My husband works the same hours (or more when he has to travel).
Our kids never sleep in our bed.
We have a Nanny.
We do not drive the kids to every practice or lesson.
Did you just read any of those things and think any of the following:
What? Really? She does that? She has that? Why would she do that?
Welcome to the Mommy Wars. A term used so often that when you google it, you come up with more than 20 Million hits. 20 Million?? It was originally a stay-at-home Mom versus working Mom kind of thing but has evolved over the years to include pretty much every single major decision we make as parents. It’s us, as women, judging other women for the parenting decisions we make.
I recently read a comment on a friend’s Facebook wall where a Mom discredited something a woman was saying in an article because she has a Nanny. It really struck me. We have a Nanny. If people knew that would they think that I’m some rich woman who has no interest in being around her kids so she hires someone else to take care of them?
In my mind, nothing could be further from the truth. When you have three kids and only one in school, someone who comes to your house can actually make financial sense. Our childcare arrangement has nothing to do with anything but making sure the kids are loved and cared for while we’re at work. They are and they’re happy and that makes us happy. Our girls were interested in guitar and Highland Dancing. Lessons happen while we’re at work. We are blessed with incredible friends (and our Nanny) who help us manage the driving schedule so the kids can pursue things they’re passionate about. It’s our choice and right now, it works for our family.
On the surface, if you take the choices we’ve made and the realities of my life that I listed at the top of this blog, I could see how you’d judge me as being removed from the lives of my children. But here are some things you don’t know…
I pack every lunch. I pack every backpack. I tuck them in every night. I read them stories every night. We eat meals together. We dance. We sing. We laugh. We don’t schedule any activities (unless they are family activities like skiing) on the weekends so that we can do things as a family. We never miss a recital, a performance or a parent-teacher interview. We make the most of moments. We are fun. Our kids know they are loved. We escape to our camp (that has no electricity) every weekend in the summer for swimming and campfires and outdoor play.

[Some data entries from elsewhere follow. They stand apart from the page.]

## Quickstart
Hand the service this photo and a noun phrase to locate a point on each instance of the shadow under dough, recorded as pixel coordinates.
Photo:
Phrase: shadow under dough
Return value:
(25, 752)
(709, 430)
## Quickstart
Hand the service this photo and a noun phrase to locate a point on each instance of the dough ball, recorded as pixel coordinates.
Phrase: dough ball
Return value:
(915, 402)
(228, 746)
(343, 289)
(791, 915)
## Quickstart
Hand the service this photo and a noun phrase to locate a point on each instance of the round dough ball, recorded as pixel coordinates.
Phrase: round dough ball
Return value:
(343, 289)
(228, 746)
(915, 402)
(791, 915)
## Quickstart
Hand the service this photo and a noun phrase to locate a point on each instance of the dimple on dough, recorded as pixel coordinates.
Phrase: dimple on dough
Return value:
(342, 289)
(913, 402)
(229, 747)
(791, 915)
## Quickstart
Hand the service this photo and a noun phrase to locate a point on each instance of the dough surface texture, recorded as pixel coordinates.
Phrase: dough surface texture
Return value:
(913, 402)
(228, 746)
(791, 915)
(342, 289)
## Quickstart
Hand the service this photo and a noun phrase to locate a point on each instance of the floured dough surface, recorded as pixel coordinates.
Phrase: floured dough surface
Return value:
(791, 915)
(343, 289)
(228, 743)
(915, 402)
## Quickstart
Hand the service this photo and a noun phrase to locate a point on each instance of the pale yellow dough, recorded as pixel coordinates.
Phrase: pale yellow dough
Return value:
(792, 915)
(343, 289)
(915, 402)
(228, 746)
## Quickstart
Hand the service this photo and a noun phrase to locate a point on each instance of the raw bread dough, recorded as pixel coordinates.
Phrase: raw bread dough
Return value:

We hug and snuggle and kiss and play wrestle a lot. Nothing lights up my life like our kids.
But I admit it. I’m guilty. I’ve judged other Moms and in doing so, have been a contributor to the Mommy Wars. And now that I’ve looked at my life how others could perceive it, I feel pretty badly about it. Parenting doesn’t come with a manual. We all do everything we can to be the absolute best parents we can be. The simple facts are that I want the best for my kids just like you do and I love my kids just as much as you do. I’m now committed to judging less and supporting more. I hope you’ll join me in that.
Unless of course you hurt or mistreat your children. Then I reserve the right to judge.